We re-analyzed our previously published RNA-seq data from 69 samples, comprising 66 ATLL samples and 3 peripheral blood CD4 + T-cell samples from healthy controls (Kataoka et al, 2015; Kogure et al, 2022). Mapping was performed using Genomon pipeline v2.6.2 (https://github.com/Genomon-Project/), with a custom reference genome based on 1000genomes Reference Genome Sequence (hs37d5) supplemented with HTLV-1 genome (AB513134). Raw read counts for Gencode v29lift37 genes were obtained using the featureCounts command in Subread v2.0.0 (Liao et al, 2014), and normalization was performed using the median of ratios method implemented in DESeq2 v.1.44.0 (Love et al, 2014). Genes with more than five read counts in at least 20% of the samples (a total of 28,666 genes) were retained after filtering. Subsequently, variance-stabilizing transformation (VST) was applied to the normalized counts. VST-transformed expression values were compared using unpaired two-tailed Welch’s t test.

Statistical analysis

Unpaired two-tailed t test and Welch’s t test were used to compare differences between two groups using GraphPad Prism version 10.0.1.

Author contributions

Longhui Zeng: Conceptualization; Data curation; Formal analysis; Funding acquisition; Validation; Investigation; Visualization; Methodology; Writing—original draft; Project administration; Writing—review and editing.
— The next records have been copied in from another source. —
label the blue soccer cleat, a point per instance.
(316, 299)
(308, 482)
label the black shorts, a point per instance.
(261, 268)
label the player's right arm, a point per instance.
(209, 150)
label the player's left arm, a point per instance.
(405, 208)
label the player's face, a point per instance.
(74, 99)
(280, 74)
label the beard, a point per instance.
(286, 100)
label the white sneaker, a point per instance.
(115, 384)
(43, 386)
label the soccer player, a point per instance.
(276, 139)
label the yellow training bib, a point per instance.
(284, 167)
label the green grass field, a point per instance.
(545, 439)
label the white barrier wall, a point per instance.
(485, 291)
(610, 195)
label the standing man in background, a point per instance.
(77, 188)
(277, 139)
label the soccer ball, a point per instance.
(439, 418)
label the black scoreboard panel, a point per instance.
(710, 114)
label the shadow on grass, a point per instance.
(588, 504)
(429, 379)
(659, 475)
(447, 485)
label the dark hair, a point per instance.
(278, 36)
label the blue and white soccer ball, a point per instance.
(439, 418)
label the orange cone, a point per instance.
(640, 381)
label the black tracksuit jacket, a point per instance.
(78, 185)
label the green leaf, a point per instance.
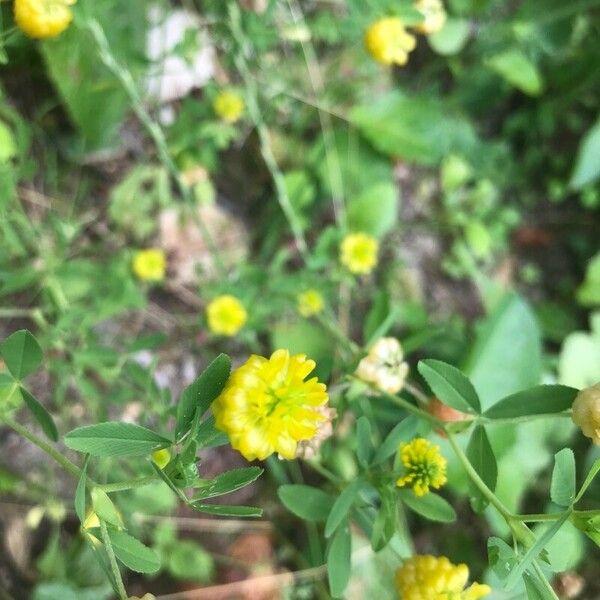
(115, 438)
(228, 482)
(342, 507)
(450, 385)
(431, 506)
(538, 400)
(21, 353)
(338, 561)
(80, 492)
(132, 553)
(562, 490)
(306, 502)
(42, 416)
(518, 70)
(404, 431)
(587, 165)
(223, 510)
(198, 396)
Xinyan Zhang: Data curation; Formal analysis; Funding acquisition; Validation; Methodology. Yiwei Xiong: Data curation; Formal analysis; Methodology. Kazuki Sato: Data curation; Formal analysis; Funding acquisition; Methodology. Nicole Hajicek: Data curation; Formal analysis; Methodology. Yasunori Kogure: Data curation; Formal analysis; Validation; Investigation; Visualization; Methodology; Writing—original draft. Keisuke Kataoka: Conceptualization; Data curation; Supervision; Funding acquisition; Validation; Methodology; Project administration; Writing—review and editing. Seishi Ogawa: Resources; Supervision; Writing—review and editing. John Sondek: Resources; Supervision; Funding acquisition; Writing—review and editing. Xiaolei Su: Conceptualization; Resources; Formal analysis; Supervision; Funding acquisition; Validation; Investigation; Visualization; Methodology; Writing—original draft; Project administration; Writing—review and editing.
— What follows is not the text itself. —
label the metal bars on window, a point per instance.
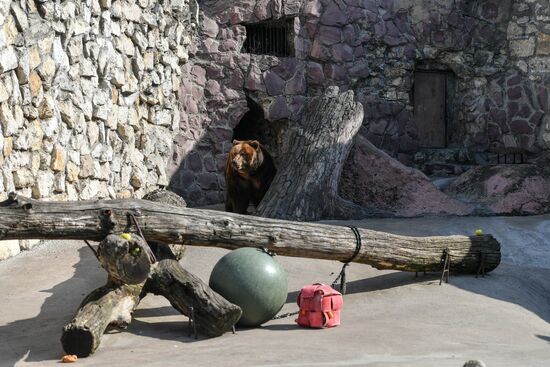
(270, 38)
Source data underlying figure panels in this paper may have individual authorship assigned. Where available, figure panel/source data authorship is listed in the following database record: biostudies:S-SCDT-10_1038-S44319-025-00546-x.

Data availability

RNA-Seq data: NCBI Gene Expression Omnibus GSE280396. Whole-genome sequencing of Jurkat cells (Accession: SRX28560196) and Hut78 cells (Accession: SRX28560197): NCBI SRA database PRJNA1255536.

The source data of this paper are collected in the following database record: biostudies:S-SCDT-10_1038-S44319-025-00546-x.

Disclosure and competing interests statement

The authors declare no competing interests.

Supplementary information

Expanded view data, supplementary information, appendices are available for this paper at 10.1038/s44319-025-00546-x.